Royal Navy records state Peckover served as a gunner on the following vessels:

- 30 Oct 1780 - HMS Dictator
- 15 Jul 1782 - HMS Resistance
- 11 Jun 1784 - HMS Recovery
- 16 Dec 1784 - HMS Warspite
- 27 Jan 1785 - HMS Amphitrite
- 24 Aug 1787 - HMAV Bounty
- 1 Dec 1790 - HMS Antelope
- 6 Jun 1791 - HMS Sultan
- 23 Jan 1792 - HMS Antelope
- 6 Feb 1792 - HMS Ocean
- 23 May 1798 - HMS Bedford
- 30 Aug 1798 - HMS Irresistible
- 14 May 1801 - HMS Gelykheid
Peckover applied for a position as gunner on HMS Providence (the second breadfruit expedition to Tahiti) but was refused by Bligh. In a letter to Sir Joseph Banks, 17 July 1791 (two weeks before departure), Bligh wrote:

‘‘Should Peckover my late Gunner ever trouble you to render him further services I shall esteem it a favour if you will tell him I informed you he was a vicious and worthless fellow – He applied to me to render him service & wanted to be appointed Gunner of the Providence but as I had determined never to suffer an officer who was with me in the Bounty to sail with again, it was for the cause I did not apply for him.’’

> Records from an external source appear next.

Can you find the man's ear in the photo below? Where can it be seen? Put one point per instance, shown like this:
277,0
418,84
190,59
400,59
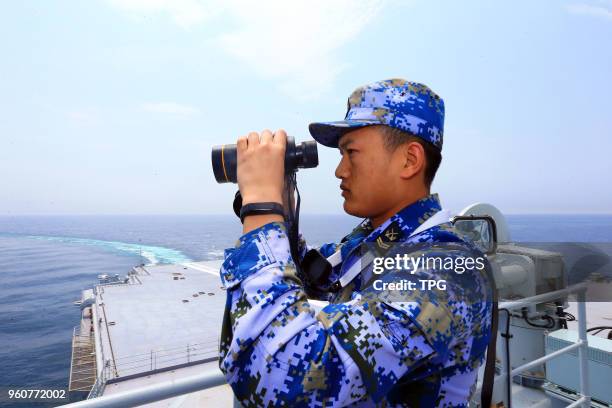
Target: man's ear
413,157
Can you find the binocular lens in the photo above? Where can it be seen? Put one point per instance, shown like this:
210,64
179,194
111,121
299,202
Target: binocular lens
224,159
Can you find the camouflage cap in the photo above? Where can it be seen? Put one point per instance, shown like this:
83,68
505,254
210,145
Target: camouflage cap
401,104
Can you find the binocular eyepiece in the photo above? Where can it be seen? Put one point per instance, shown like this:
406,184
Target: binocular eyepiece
302,156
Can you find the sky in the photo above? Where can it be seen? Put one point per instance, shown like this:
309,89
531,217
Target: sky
113,106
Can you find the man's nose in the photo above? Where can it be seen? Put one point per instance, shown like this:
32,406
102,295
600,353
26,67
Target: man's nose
342,171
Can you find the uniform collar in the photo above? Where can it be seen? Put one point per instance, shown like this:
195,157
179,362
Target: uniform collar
406,220
400,225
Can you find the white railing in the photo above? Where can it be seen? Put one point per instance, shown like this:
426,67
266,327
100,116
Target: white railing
213,378
582,344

The last known record of Peckover mentions him serving on HMS Gelykheid; he was superannuated on 10 June 1801; and is not mentioned any further in navy records. Gunner William Peckover, Gentleman of HMS Irresistible was created a Governor of the Chatham Chest.

National Archive records show that Peckover made provision in his pension for a widows pension: He was married to Sarah. Colchester Records Office show that Sarah Peckover was buried at Holy Trinity Church Colchester on 11 March 1819 aged 62 as was William Peckover a few months later on 16 May 1819 aged 70.